Die Gewerkschaften ver.di und GEW rufen für den kommenden Donnerstag, den 12. September, erneut zum Kita-Streik in Berlin auf. Geplant ist im Rahmen des Warnstreiks auch eine Demonstration vor dem Abgeordnetenhaus.
Die Forderungen der Gewerkschaften sind dabei überschaubar: vorrangig geht es um tarifvertragliche Festlegungen für die Sicherung der pädagogischen Qualität und für die Entlastung des Kita-Personals. Nach Einschätzung der GEW sollten es in der Altersspanne von 1 bis 3 Jahren maximal drei Kinder pro pädagogischer Fachkraft sein. Weitere Forderung ist es sieben Wochenstunden für pädagogische Aufgaben wie die Vor- und Nachbereitung und Elterngespräche in den Dienstplänen zu berücksichtigen.

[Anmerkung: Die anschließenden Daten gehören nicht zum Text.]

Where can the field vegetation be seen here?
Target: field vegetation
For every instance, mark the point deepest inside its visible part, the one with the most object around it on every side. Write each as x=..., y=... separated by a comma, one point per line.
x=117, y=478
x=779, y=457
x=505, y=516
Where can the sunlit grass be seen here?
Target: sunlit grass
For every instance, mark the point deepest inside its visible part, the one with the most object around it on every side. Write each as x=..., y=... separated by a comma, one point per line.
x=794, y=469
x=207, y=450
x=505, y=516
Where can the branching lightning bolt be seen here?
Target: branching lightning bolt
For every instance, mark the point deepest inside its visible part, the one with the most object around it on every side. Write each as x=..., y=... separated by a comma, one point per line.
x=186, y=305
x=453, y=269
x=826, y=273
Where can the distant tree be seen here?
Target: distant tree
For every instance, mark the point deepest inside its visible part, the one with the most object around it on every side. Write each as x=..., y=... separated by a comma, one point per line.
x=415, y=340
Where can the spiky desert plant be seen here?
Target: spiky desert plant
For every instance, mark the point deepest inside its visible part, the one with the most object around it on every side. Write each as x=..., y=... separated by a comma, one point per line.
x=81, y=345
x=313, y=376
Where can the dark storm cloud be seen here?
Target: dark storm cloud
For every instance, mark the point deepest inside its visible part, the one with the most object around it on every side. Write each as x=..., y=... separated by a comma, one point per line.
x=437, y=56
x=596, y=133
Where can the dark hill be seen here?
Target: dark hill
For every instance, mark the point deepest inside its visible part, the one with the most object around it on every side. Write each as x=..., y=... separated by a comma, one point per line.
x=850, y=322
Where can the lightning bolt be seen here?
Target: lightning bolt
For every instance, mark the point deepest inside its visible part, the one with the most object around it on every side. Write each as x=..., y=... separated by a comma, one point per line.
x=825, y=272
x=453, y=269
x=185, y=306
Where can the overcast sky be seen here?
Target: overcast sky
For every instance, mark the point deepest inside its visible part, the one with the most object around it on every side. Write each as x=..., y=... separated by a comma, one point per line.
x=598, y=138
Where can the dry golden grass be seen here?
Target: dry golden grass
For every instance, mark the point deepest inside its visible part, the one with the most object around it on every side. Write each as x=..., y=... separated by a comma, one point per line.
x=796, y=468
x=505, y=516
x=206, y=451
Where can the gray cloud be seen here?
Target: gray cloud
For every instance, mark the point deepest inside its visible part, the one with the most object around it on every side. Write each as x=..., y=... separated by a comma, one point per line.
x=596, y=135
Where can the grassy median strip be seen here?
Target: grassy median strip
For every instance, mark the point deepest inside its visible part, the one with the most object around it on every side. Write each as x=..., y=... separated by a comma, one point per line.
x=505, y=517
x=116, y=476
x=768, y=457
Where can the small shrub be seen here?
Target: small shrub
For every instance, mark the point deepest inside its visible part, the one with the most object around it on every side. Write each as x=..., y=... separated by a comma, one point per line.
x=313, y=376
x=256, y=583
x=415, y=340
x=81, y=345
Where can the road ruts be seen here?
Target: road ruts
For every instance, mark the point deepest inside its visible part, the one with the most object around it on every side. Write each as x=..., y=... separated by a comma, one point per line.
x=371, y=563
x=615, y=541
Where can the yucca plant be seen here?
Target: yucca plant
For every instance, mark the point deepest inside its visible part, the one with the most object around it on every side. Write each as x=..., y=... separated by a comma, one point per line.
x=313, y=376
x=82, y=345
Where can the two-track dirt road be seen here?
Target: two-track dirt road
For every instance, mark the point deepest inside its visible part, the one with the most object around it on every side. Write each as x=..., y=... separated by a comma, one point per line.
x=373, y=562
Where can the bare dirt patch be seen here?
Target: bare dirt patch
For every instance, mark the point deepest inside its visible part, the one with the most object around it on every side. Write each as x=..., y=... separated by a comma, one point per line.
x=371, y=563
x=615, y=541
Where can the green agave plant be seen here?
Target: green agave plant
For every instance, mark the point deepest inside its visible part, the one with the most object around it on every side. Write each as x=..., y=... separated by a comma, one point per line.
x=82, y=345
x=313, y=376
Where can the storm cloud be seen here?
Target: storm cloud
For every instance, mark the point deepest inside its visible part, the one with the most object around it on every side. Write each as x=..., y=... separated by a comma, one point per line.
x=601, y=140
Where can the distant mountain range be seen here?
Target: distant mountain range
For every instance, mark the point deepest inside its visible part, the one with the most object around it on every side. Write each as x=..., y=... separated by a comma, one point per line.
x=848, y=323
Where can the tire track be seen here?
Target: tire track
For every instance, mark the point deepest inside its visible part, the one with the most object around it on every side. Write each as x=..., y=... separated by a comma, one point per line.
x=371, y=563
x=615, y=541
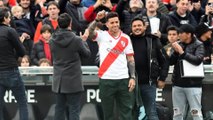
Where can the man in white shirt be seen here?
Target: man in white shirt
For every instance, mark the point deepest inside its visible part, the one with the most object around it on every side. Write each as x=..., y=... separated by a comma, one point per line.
x=117, y=67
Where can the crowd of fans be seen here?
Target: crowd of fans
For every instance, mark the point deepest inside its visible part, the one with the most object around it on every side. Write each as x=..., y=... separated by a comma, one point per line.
x=35, y=21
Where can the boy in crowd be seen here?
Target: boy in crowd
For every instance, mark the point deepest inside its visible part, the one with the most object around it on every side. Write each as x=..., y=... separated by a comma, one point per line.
x=41, y=48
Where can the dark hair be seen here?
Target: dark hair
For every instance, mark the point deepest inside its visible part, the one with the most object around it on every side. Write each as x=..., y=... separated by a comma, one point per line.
x=180, y=0
x=111, y=15
x=4, y=13
x=172, y=27
x=52, y=3
x=138, y=18
x=64, y=20
x=45, y=28
x=21, y=58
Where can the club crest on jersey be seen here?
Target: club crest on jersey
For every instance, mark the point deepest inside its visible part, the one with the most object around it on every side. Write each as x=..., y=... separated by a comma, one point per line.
x=123, y=43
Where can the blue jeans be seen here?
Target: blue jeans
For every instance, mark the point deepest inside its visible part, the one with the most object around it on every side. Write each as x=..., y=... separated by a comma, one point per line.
x=182, y=97
x=148, y=95
x=70, y=100
x=11, y=80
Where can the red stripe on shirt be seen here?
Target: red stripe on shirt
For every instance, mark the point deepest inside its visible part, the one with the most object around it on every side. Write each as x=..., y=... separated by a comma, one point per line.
x=111, y=57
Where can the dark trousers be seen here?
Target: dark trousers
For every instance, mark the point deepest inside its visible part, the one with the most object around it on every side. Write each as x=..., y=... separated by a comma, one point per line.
x=70, y=100
x=116, y=92
x=11, y=80
x=148, y=94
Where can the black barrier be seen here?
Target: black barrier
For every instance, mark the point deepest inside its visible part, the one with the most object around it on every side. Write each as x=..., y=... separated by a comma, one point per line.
x=39, y=94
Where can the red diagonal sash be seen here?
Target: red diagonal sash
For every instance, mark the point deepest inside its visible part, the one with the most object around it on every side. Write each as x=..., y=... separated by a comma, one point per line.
x=112, y=55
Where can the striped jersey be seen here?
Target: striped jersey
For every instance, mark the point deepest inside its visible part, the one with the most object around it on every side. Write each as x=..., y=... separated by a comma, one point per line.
x=113, y=52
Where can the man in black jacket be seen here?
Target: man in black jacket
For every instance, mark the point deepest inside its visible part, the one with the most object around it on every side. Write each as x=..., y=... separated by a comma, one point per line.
x=186, y=90
x=204, y=34
x=181, y=15
x=151, y=64
x=67, y=49
x=158, y=22
x=10, y=79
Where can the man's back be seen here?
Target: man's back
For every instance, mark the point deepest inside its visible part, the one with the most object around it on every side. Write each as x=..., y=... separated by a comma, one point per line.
x=67, y=50
x=9, y=41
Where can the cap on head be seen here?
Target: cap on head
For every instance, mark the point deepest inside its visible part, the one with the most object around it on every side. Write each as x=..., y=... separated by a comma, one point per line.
x=202, y=28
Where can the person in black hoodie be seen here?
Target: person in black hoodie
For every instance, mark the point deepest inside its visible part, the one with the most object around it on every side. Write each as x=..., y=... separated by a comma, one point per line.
x=204, y=34
x=67, y=50
x=10, y=79
x=186, y=91
x=182, y=14
x=151, y=63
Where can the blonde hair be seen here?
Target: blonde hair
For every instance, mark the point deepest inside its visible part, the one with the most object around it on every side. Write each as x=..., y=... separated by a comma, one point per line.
x=16, y=8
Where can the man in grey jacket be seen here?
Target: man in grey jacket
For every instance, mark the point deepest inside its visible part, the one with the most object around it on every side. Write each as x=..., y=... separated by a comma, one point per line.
x=67, y=50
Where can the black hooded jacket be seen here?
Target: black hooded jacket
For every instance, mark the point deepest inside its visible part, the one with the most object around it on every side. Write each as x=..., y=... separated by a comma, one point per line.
x=67, y=50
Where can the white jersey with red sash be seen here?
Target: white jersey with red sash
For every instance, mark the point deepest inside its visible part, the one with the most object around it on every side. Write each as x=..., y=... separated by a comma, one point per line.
x=113, y=52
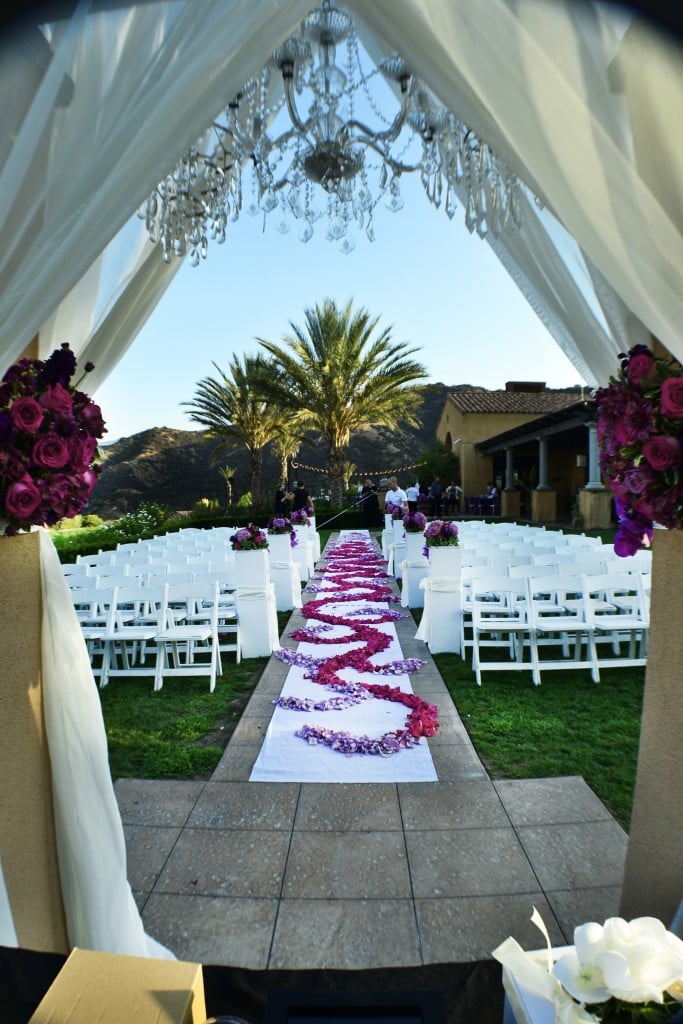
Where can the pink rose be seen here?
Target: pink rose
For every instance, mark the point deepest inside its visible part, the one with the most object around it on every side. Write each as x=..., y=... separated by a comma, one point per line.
x=672, y=397
x=641, y=367
x=23, y=498
x=663, y=452
x=50, y=452
x=27, y=415
x=56, y=398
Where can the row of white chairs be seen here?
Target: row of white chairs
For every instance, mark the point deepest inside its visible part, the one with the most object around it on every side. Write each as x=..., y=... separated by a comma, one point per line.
x=158, y=630
x=580, y=614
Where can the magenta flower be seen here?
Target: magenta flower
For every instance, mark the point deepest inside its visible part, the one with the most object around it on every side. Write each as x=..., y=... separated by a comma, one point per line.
x=50, y=452
x=48, y=442
x=23, y=498
x=27, y=415
x=672, y=397
x=640, y=434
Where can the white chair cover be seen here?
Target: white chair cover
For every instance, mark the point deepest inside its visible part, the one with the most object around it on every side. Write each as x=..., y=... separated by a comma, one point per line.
x=440, y=624
x=413, y=572
x=257, y=614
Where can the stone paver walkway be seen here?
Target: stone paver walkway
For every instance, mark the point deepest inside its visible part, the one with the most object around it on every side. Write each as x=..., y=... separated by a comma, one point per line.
x=271, y=875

Der Warnstreik betrifft etwa 280 städtische Kitas, in denen sich rund 7.000 Erzieher sowie weitere Arbeiter um etwa 35.000 Kinder kümmern. Der Berliner Senat lehnt Verbesserungen der Arbeitsbedingungen mit fadenscheinigen Argumenten ab. In den vergangenen Monaten haben bereits zahlreiche Streiks mit teils großer Beteiligung und entsprechend großen Auswirkungen stattgefunden. Es gibt Solidaritätserklärungen aus verschiedenen Städten mit den Streikenden in Berlin. Denn die Situation in Berlin ist kein Ausnahmefall.

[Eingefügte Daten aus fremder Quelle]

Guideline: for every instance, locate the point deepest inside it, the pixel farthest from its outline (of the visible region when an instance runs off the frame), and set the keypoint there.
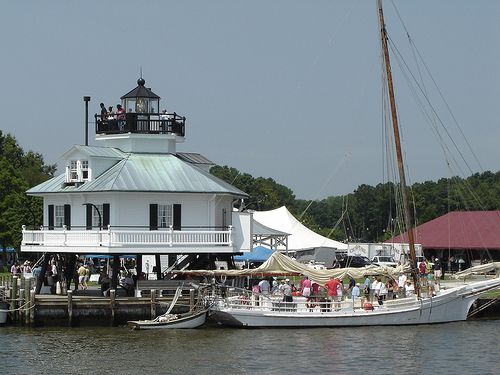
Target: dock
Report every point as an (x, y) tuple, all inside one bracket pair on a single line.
[(89, 307)]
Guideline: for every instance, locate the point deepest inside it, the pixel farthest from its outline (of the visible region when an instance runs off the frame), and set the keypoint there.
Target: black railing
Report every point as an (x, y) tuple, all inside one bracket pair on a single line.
[(142, 123)]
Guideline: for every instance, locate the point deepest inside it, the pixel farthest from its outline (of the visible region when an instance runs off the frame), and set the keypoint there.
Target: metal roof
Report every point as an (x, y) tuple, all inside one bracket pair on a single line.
[(140, 91), (194, 158), (147, 173), (100, 152)]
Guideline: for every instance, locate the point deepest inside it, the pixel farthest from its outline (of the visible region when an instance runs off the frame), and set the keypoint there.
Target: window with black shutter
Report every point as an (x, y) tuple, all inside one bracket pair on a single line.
[(67, 216), (153, 216), (51, 216), (88, 216), (177, 217)]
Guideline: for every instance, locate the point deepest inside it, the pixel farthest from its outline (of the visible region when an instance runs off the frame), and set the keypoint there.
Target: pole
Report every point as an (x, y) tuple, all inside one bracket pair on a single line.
[(86, 99), (399, 153)]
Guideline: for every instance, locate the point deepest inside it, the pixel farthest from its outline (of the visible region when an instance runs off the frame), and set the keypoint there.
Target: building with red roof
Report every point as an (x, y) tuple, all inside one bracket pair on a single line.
[(467, 235)]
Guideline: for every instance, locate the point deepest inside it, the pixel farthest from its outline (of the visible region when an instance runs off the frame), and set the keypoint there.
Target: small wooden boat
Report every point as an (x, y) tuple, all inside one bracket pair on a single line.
[(170, 321), (191, 319)]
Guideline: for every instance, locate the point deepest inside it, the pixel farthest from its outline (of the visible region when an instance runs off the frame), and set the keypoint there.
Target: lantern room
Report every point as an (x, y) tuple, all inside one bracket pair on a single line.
[(141, 99)]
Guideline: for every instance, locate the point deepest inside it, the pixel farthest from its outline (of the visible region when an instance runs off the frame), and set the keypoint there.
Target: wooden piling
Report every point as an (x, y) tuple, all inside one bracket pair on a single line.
[(153, 303), (20, 311), (191, 300), (27, 301), (13, 297), (32, 307), (70, 308), (112, 301)]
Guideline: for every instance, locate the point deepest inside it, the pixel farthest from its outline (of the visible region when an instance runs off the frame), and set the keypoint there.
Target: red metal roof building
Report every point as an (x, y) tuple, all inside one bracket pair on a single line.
[(472, 234)]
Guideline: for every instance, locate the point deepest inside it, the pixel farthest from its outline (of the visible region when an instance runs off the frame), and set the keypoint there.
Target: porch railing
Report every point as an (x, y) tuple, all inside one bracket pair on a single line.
[(143, 123), (113, 237)]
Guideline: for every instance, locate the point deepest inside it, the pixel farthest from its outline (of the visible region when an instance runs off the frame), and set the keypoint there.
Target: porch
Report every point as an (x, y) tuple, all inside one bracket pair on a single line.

Arbeiter in der frühkindlichen Bildung sind enormen psychischen und auch physischen Belastungen ausgesetzt. Laut „DAK-Gesundheit“ hatten Arbeiter in Kindertagesstätten im Jahr 2023 mit 534 Arbeitsunfähigkeitstagen je 100 Versicherte die meisten Krankheitstage aller Berufe. Gleichzeitig gibt es in diesem Bereich die größte Fachkräftelücke aller Einzelberufe im Jahr 2023 und das führt dazu, dass die Kitas nicht mehr zuverlässig geöffnet sind, Öffnungszeiten verkürzt, Gruppen zusammengelegt werden müssen und kindgerechte Bildungsarbeit nicht mehr stattfinden kann. Die Kita-Arbeiter wissen, dass sie Kinder nur noch „verwahren“. Eine Abwärtsspirale aus Überlastung, Krankheit und Kündigungen ist bundesweit im Gange. Eine „Kollektive Gefährdungsanzeige“ wurde im April diesem Jahres von mehr als 27.000 Arbeitern unterzeichnet.

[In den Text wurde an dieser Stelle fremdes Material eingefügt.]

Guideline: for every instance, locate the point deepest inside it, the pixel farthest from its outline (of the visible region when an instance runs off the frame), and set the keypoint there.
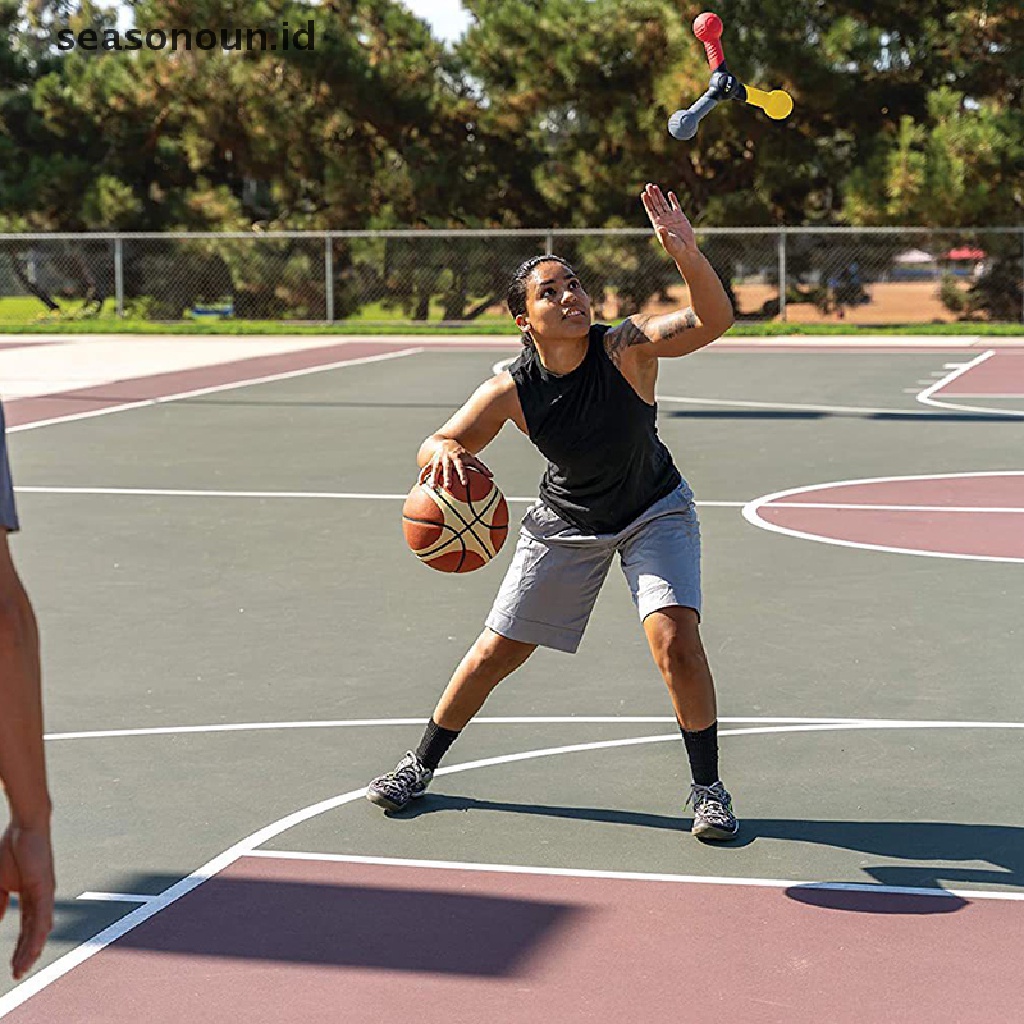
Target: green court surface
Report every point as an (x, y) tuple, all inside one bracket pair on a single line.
[(169, 596)]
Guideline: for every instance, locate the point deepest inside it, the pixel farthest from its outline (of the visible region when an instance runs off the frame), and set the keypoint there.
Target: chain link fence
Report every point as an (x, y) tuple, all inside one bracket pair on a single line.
[(881, 275)]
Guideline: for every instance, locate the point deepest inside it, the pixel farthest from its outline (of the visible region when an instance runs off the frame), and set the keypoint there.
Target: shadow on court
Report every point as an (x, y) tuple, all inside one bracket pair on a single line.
[(332, 925), (921, 842)]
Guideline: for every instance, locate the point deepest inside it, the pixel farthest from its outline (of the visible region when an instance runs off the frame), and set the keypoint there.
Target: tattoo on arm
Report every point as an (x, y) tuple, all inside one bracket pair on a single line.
[(634, 331), (675, 325)]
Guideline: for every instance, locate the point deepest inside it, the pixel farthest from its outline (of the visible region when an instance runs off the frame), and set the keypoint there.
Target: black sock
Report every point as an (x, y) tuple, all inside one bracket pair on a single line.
[(434, 744), (701, 749)]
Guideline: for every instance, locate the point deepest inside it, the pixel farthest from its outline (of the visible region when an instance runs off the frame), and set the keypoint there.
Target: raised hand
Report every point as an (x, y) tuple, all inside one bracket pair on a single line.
[(670, 223)]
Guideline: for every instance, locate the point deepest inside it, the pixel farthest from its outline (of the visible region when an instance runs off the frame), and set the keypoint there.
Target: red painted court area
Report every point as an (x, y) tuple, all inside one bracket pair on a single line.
[(970, 516), (1000, 374), (283, 940)]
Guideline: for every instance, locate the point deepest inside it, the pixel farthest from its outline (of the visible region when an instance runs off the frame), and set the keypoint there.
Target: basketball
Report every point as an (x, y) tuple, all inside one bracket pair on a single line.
[(459, 528)]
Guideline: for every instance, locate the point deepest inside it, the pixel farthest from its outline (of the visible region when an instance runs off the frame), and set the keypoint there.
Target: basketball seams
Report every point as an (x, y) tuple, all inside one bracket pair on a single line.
[(442, 496), (461, 534)]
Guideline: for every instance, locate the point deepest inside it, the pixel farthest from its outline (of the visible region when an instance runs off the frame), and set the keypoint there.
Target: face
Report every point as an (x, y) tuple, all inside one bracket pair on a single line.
[(557, 307)]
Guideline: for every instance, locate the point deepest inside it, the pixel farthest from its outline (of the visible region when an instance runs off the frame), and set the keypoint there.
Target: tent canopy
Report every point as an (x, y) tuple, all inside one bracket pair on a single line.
[(966, 252), (914, 256)]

Jüngst kritisierten 300 „Experten“ in einem offenen Brief die Lage in deutschen Kitas und die Bundesregierung für ihren Umgang mit frühkindlicher Bildung. Die Zustände in Kitas gefährden das Kindeswohl, wird dort kritisiert. Die langfristigen Folgen für die Gesellschaft seien gravierend. Vor allem Kinder aus ärmeren Familien oder mit Migrationshintergrund drohen immer mehr den Anschluss zu verlieren. Bundesweit fehlten zuletzt fast 300.000 Plätze für Kinder unter drei Jahre. Jedes siebte Kind geht leer aus. Oft sind es Kinder ausländischer Familien, die bei der Vergabe zurückgestellt werden. Sie besuchen im Vergleich mit Kindern ohne Migrationshintergrund deutlich seltener eine Kita: Während 76,8 Prozent der Drei- bis Fünfjährigen und 22,3 Prozent der unter Dreijährigen mit Migrationshintergrund eine Kita besuchen, liegt der Anteil bei Kindern ohne Migrationshintergrund bei 99,3 Prozent bzw. 44,5 Prozent.
Wenn die Gewerkschaften weiter auf Dialog und Kompromiss mit den Ausbeutern – in diesem Falle direkt der Staat - setzen, und den so lange angekündigten unbefristeten Streik nicht verwirklichen, dann wird sich an diesen Verhältnissen absehbar nichts ändern.